Government Defends Its Move: Balancing Revenue and Regulation

However, the Indian government defends its stance citing concerns about the potential social and economic harms associated with online gambling, particularly addiction and money laundering. Higher taxes are seen as a deterrent to excessive gambling behavior.  

Bringing online gambling under the formal tax system will increase transparency and prevent tax evasion.  

Additionally, the government’s move to implement a 28% GST highlights the initial success of the levy, with collections of ₹35 billion in the October-December quarter, exceeding expectations. Revenue Secretary Sanjay Malhotra said, “The purpose of the tax is to generate revenue and also curb the spread of online gambling, which can have negative social consequences.”

Uncertain Future: Review and Potential Changes on the Horizon

While the government has stuck to its stand, it has acknowledged the concerns raised by the industry and has announced a review of the tax structure by April 2024. This review could lead to potential adjustments, although authorities have clarified that it does not guarantee a change in the tax rate.

Will Higher Tax Rates Stunt the Growth of the Industry and Push Players Towards Illegal Platforms?

The Indian government’s decision to impose a 28% GST on online gambling has sent the industry into shock, raising concerns about the possibility of stifling growth and pushing players towards illegal platforms. While the government aims to generate revenue and curb potential social harms, higher tax rates present a complex scenario with significant implications.

This step of the government has created a big controversy. Industry representatives strongly opposed the 28% GST, arguing that it was unsustainable and unconstitutionally high. They claim that this will ruin the business. A heavy tax burden can significantly impact cash flow, hindering operational efficiency, marketing efforts, and innovation. This could lead to losses, forcing companies to close or relocate to more favorable jurisdictions.

The uncertain tax environment and high compliance costs may discourage potential investors, hindering the growth and development of the sector. As companies struggle or close, job losses are inevitable, affecting employees at various levels of the industry.

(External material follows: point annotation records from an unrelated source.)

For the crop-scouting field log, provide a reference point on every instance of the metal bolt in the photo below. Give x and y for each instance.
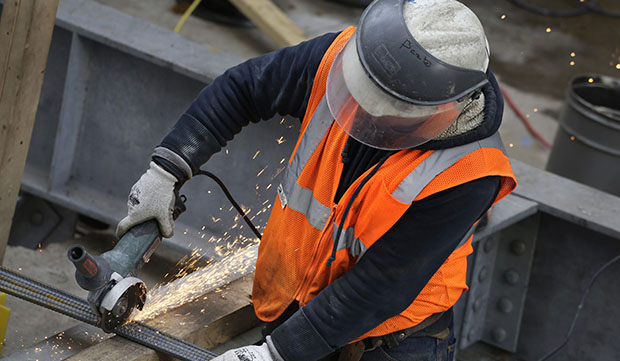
(482, 275)
(518, 247)
(505, 305)
(36, 218)
(511, 277)
(478, 304)
(488, 245)
(499, 334)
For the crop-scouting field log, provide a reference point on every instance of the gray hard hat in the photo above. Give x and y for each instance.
(407, 72)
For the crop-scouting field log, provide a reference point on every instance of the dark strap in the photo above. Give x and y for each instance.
(434, 326)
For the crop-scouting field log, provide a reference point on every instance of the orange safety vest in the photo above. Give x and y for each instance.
(298, 238)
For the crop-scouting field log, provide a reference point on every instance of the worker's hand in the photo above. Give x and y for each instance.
(264, 352)
(152, 197)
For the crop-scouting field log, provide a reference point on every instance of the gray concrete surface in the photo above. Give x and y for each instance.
(532, 64)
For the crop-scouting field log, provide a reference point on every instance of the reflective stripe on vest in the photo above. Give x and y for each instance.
(292, 194)
(302, 200)
(415, 182)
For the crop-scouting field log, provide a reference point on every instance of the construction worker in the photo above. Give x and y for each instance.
(398, 157)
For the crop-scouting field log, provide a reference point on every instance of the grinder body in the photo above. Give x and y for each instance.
(114, 289)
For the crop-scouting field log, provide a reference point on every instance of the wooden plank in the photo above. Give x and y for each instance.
(272, 21)
(208, 321)
(25, 35)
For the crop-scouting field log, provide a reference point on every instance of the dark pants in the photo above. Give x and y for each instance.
(415, 349)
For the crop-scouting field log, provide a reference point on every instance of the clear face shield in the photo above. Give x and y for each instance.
(375, 118)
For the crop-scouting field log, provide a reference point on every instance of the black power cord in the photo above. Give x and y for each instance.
(232, 201)
(579, 307)
(584, 7)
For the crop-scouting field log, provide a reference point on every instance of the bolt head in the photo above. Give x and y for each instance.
(511, 277)
(499, 334)
(505, 305)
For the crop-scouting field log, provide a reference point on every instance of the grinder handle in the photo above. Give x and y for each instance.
(137, 245)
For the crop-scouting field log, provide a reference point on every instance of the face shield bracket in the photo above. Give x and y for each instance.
(399, 65)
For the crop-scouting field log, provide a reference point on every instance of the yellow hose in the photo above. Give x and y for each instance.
(188, 12)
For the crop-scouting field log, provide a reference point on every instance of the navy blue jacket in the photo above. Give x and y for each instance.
(397, 267)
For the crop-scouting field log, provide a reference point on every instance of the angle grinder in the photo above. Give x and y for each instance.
(114, 288)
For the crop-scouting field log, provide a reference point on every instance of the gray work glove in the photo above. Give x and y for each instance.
(152, 197)
(264, 352)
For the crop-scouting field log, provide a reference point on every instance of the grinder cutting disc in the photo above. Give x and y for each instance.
(118, 304)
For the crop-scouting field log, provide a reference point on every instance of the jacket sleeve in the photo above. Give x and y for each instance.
(278, 82)
(390, 275)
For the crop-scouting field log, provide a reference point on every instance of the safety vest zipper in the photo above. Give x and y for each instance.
(313, 262)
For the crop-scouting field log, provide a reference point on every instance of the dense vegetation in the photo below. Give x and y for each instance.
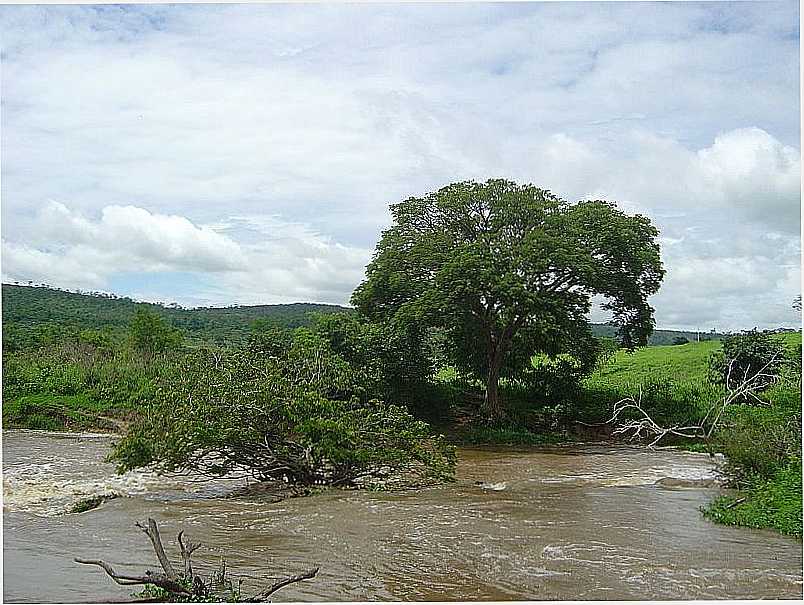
(761, 438)
(40, 314)
(506, 271)
(472, 317)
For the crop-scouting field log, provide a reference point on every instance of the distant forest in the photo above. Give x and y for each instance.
(27, 310)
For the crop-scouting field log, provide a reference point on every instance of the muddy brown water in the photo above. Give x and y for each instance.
(584, 521)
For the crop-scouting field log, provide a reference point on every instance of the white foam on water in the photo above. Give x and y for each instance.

There is a lot of possibility of players going underground. This is a matter of great concern. Higher tax rates are quite likely to encourage players towards illegal gambling platforms. These platforms operating outside regulation often avoid taxes and provide unregulated services. This may increase the danger for the players.

Illegal platforms lack consumer protection measures, leaving players at risk of fraud, unfair treatment, and addiction without recourse. The Indian government may lose out on potential tax revenue from players shifting to unregulated platforms. The proliferation of illegal platforms may hinder government efforts to effectively control the online gambling industry with regulation.

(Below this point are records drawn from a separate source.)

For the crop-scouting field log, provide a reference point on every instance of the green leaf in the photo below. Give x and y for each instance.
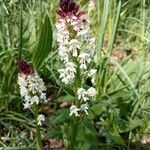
(44, 43)
(89, 126)
(97, 109)
(117, 139)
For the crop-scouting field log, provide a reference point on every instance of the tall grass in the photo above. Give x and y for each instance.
(120, 114)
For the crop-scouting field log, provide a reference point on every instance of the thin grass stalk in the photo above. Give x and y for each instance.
(39, 144)
(114, 30)
(21, 29)
(101, 31)
(100, 39)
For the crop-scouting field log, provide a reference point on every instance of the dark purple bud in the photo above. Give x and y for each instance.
(25, 68)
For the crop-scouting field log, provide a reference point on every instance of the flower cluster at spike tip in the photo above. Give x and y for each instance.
(76, 49)
(32, 88)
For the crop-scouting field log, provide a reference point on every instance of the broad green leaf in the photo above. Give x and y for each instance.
(97, 109)
(117, 139)
(89, 126)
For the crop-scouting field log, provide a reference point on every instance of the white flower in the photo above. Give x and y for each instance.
(91, 92)
(71, 68)
(74, 45)
(84, 59)
(34, 99)
(92, 74)
(31, 89)
(82, 94)
(63, 53)
(74, 110)
(40, 119)
(68, 74)
(84, 107)
(62, 32)
(60, 25)
(91, 4)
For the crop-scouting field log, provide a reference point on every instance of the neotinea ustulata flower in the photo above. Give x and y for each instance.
(76, 49)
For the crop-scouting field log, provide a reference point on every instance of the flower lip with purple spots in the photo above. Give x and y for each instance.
(25, 68)
(68, 8)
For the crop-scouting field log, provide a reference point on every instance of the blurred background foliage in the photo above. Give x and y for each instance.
(119, 118)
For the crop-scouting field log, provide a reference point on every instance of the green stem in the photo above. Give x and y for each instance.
(39, 144)
(21, 28)
(74, 133)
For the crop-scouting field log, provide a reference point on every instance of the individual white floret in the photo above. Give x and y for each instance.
(74, 45)
(84, 107)
(40, 119)
(84, 60)
(92, 74)
(91, 92)
(82, 94)
(74, 110)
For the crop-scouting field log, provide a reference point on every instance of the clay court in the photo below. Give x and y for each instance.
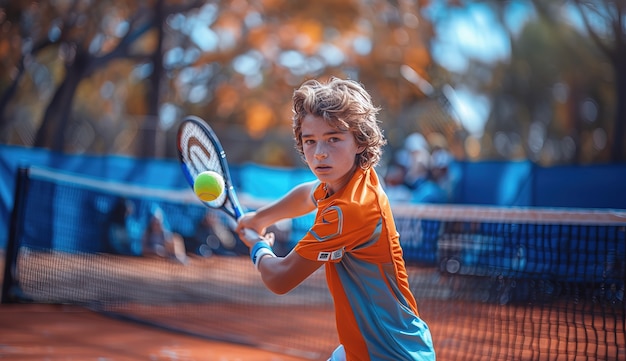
(220, 316)
(63, 332)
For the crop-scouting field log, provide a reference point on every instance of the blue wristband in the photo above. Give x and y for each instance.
(259, 250)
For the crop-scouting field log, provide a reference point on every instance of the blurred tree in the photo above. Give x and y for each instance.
(544, 107)
(605, 22)
(79, 39)
(116, 76)
(555, 99)
(95, 76)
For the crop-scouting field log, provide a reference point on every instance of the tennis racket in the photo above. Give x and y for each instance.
(200, 150)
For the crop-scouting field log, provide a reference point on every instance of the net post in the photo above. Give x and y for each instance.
(9, 282)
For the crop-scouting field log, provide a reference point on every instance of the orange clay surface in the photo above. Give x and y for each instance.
(60, 332)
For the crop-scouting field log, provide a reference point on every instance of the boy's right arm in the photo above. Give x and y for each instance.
(297, 202)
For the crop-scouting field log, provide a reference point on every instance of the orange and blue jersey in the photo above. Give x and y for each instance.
(355, 234)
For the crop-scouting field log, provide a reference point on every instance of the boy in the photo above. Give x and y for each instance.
(354, 236)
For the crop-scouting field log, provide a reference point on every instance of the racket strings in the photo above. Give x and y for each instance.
(199, 155)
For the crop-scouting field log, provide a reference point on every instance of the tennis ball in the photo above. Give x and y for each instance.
(208, 185)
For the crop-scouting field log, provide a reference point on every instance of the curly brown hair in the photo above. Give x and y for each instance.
(345, 105)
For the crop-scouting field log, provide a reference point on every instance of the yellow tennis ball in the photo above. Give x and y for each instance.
(208, 185)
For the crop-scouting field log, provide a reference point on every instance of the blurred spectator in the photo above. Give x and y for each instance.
(395, 187)
(418, 178)
(159, 240)
(441, 157)
(118, 236)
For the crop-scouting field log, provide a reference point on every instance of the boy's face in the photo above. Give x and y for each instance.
(329, 153)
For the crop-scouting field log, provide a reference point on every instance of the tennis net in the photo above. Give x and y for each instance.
(492, 283)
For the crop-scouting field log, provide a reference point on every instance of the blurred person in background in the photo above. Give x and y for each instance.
(418, 177)
(159, 240)
(118, 236)
(353, 237)
(441, 158)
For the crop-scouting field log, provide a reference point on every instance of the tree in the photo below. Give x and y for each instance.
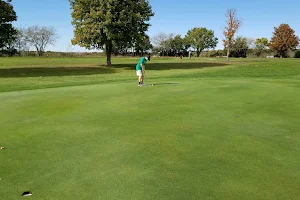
(177, 43)
(7, 31)
(260, 45)
(201, 38)
(142, 44)
(40, 37)
(163, 42)
(283, 39)
(233, 24)
(103, 23)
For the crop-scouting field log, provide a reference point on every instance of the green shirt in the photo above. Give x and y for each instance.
(142, 61)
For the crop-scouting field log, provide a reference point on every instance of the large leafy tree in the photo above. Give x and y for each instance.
(232, 26)
(40, 37)
(101, 24)
(7, 16)
(283, 39)
(201, 38)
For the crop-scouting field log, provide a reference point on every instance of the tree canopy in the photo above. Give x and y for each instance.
(283, 39)
(101, 24)
(201, 38)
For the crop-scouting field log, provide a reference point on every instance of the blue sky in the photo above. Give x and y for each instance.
(171, 16)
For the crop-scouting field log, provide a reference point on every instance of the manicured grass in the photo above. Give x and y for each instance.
(219, 131)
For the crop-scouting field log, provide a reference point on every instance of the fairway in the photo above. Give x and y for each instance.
(75, 129)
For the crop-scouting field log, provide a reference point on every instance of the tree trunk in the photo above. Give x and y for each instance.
(228, 52)
(198, 52)
(108, 49)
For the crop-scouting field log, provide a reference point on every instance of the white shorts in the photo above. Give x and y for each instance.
(140, 73)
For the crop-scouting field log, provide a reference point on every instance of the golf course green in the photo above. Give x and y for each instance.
(74, 128)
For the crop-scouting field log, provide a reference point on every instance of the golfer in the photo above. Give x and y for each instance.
(140, 69)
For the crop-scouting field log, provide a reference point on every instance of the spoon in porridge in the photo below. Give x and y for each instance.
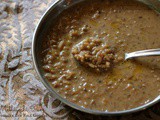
(95, 54)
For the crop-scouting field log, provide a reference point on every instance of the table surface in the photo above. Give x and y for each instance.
(22, 95)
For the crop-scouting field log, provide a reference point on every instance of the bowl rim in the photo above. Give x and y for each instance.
(58, 96)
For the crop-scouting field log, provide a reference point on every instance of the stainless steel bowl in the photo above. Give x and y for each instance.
(49, 16)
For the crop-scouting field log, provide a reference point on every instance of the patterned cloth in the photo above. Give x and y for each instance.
(22, 95)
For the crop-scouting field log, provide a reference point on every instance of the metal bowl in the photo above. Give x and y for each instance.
(49, 16)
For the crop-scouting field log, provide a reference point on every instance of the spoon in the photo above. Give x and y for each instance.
(143, 53)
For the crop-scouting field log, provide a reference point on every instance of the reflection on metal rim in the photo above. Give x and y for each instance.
(58, 7)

Potential Solutions and the Road Ahead

The ongoing debate requires a nuanced approach. The government’s proposed review of the tax structure by April 2024 offers a ray of hope. It is important to consider industry concerns and international best practices while balancing revenue generation and social responsibility.

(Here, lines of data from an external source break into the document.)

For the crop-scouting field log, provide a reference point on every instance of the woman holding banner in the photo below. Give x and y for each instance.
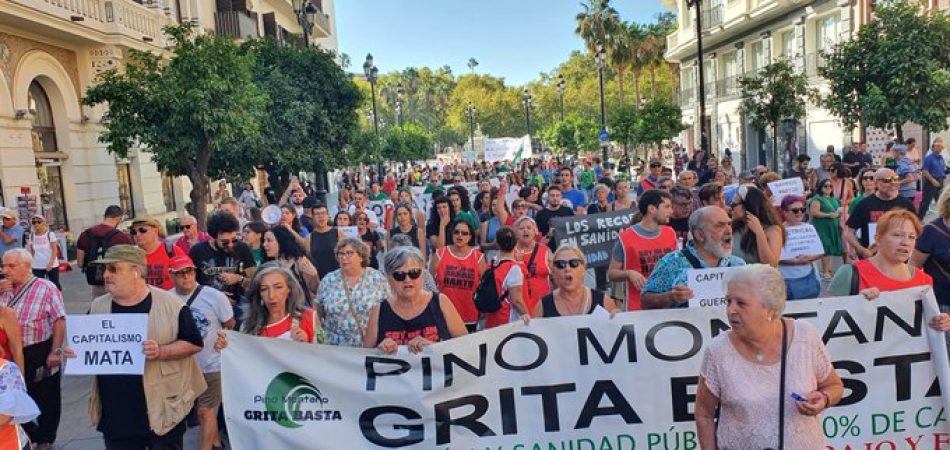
(801, 278)
(751, 372)
(572, 298)
(457, 268)
(412, 316)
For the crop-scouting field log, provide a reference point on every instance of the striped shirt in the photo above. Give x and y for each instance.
(37, 310)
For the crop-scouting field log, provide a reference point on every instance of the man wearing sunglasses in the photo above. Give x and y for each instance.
(224, 262)
(870, 208)
(93, 243)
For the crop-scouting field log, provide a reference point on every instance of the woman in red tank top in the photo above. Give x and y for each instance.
(457, 269)
(537, 261)
(10, 340)
(888, 269)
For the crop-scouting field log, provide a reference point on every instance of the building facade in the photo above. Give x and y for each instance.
(51, 52)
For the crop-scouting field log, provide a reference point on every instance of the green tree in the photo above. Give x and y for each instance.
(311, 112)
(775, 95)
(896, 70)
(188, 112)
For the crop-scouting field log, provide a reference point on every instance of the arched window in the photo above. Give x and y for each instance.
(44, 131)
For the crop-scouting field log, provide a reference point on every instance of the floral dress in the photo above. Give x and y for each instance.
(15, 402)
(340, 320)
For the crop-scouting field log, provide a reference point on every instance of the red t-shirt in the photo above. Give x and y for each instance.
(871, 277)
(281, 329)
(157, 274)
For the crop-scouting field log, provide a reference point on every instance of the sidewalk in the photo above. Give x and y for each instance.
(75, 430)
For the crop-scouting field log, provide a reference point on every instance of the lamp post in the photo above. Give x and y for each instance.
(470, 112)
(371, 73)
(703, 132)
(560, 92)
(526, 100)
(601, 58)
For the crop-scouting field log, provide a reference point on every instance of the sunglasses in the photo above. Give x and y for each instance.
(413, 274)
(563, 263)
(137, 230)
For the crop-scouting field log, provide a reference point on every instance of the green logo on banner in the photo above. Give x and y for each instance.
(285, 395)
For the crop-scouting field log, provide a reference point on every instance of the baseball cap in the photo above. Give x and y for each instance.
(180, 263)
(123, 253)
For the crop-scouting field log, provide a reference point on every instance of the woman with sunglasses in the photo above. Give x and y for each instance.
(280, 246)
(757, 228)
(825, 211)
(276, 310)
(44, 247)
(572, 298)
(457, 268)
(407, 226)
(866, 187)
(411, 316)
(347, 294)
(798, 270)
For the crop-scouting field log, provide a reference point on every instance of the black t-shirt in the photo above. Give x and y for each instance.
(543, 217)
(210, 262)
(124, 411)
(869, 209)
(323, 251)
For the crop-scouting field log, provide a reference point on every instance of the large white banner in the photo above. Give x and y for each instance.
(507, 148)
(584, 382)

Implementing a tiered tax structure based on types of games (skill-based vs. chance-based) or revenue caps could provide some relief to specific sectors while allaying concerns. There is a need for strong regulation that can effectively address concerns about addiction, money laundering, and consumer protection, build trust, and encourage responsible gambling practices.

Bottom Line

The future of online gambling in India depends on finding a sustainable solution that promotes industry growth, protects players, and generates reasonable revenue for the government. Striking the right balance between these objectives will be important to deal with the high-stakes gambling that is currently prevalent.